1. What is secondary breast cancer in the liver?
2. What’s my outlook?
3. Newly diagnosed or worried about a symptom?
5. Palliative and supportive care
6. Managing the symptoms of secondary breast cancer in the liver
7. Blood clots
8. Living with secondary breast cancer in the liver
Secondary breast cancer in the liver happens when breast cancer cells spread to the liver. It can also be known as liver metastases.
When breast cancer spreads to the liver, it can be treated but cannot be cured.
Treatment aims to control and slow down the spread of the cancer, relieve symptoms and give you the best quality of life for as long as possible.

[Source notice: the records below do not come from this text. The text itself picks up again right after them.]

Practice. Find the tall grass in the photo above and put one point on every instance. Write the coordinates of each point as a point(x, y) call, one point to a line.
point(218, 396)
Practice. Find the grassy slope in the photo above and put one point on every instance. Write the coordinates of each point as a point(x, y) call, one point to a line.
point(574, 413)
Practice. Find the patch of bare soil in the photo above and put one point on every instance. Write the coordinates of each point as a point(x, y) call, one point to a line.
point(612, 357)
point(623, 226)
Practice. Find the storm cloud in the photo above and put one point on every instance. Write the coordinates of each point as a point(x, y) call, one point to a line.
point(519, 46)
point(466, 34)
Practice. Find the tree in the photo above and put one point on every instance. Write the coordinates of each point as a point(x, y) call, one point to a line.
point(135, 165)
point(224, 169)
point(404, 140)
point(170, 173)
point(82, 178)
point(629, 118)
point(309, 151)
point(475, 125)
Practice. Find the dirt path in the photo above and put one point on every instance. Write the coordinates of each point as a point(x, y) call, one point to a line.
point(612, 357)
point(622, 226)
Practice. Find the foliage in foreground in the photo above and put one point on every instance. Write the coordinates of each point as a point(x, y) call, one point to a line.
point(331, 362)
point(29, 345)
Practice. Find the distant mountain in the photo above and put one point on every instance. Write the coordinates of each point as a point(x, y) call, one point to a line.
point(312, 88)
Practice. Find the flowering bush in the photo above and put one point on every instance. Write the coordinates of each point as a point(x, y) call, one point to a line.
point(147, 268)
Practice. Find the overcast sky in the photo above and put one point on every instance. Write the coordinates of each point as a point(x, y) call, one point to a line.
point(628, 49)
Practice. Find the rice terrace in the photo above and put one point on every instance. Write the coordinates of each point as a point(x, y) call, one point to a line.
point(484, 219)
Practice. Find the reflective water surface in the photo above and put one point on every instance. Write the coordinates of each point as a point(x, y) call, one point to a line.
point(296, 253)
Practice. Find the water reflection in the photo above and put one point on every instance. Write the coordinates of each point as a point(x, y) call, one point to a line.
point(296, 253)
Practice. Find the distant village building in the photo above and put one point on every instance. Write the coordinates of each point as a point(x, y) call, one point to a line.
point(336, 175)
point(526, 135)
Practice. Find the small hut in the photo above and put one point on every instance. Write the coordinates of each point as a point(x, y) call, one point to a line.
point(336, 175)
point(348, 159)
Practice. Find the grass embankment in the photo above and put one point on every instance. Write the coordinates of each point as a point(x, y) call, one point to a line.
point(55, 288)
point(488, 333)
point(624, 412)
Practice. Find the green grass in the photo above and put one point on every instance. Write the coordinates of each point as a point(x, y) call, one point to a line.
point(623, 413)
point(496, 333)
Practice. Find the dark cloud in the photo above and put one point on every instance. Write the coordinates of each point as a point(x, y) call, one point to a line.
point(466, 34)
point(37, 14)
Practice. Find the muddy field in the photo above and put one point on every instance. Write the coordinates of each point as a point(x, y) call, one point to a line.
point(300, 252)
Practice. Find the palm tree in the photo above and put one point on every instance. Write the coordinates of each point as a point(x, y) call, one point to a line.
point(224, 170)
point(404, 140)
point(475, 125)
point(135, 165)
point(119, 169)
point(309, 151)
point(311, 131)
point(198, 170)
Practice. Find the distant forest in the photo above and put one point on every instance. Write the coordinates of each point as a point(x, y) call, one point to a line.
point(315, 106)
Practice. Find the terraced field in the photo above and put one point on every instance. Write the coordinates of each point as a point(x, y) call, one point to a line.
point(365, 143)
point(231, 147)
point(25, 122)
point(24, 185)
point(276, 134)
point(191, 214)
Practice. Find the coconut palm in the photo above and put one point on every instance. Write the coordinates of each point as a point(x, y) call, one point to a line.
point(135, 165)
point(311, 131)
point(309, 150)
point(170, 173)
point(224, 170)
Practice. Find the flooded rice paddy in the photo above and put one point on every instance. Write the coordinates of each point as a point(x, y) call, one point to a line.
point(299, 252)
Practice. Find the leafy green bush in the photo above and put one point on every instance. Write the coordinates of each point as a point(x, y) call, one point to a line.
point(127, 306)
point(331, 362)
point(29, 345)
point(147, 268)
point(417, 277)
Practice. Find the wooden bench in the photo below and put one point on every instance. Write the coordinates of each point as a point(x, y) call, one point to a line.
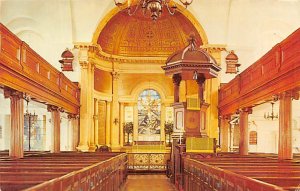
point(64, 171)
point(255, 172)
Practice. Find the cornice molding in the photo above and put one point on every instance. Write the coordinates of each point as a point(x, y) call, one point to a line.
point(102, 96)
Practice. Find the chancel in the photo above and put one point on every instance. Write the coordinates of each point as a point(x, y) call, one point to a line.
point(149, 95)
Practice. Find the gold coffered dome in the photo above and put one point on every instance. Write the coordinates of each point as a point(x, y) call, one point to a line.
point(138, 36)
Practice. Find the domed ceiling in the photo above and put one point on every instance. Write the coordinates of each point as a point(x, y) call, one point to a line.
point(139, 36)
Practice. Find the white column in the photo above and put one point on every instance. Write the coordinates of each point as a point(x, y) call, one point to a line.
point(225, 134)
point(55, 123)
point(115, 129)
point(244, 135)
point(17, 122)
point(84, 115)
point(285, 127)
point(162, 123)
point(96, 115)
point(121, 124)
point(107, 126)
point(91, 106)
point(135, 122)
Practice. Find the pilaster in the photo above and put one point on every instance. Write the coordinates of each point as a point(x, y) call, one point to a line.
point(55, 123)
point(107, 125)
point(244, 135)
point(96, 115)
point(17, 122)
point(285, 126)
point(176, 81)
point(225, 133)
point(121, 124)
point(115, 131)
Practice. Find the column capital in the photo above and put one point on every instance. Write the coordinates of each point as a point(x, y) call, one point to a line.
point(115, 75)
point(9, 92)
point(51, 108)
point(177, 79)
point(200, 79)
point(244, 110)
point(224, 117)
point(288, 94)
point(84, 64)
point(95, 117)
point(73, 116)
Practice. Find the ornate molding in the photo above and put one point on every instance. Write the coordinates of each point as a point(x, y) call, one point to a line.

Secondary breast cancer in the liver is not the same as cancer that started in the liver.
When they get their diagnosis, many people want to know how long they’ve got to live.
As treatments have improved, more and more people are living longer after a diagnosis of secondary breast cancer. However, life expectancy is difficult to predict as each person’s case is different and no two cancers are the same.
Your specialist can talk to you about the likely progression of your secondary breast cancer. You may worry if their answers are vague, but it isn’t possible to accurately predict how each person’s illness will respond to treatment.
In the days or weeks after a diagnosis of secondary breast cancer, you may feel in turmoil and find it hard to think clearly.
You can read our information for people newly diagnosed with secondary breast cancer, including where to find support.
If you haven’t been diagnosed but are worried about a symptom, find out more about the signs and symptoms of secondary breast cancer.
Treatments for secondary breast cancer in the liver can be given alone or in combination.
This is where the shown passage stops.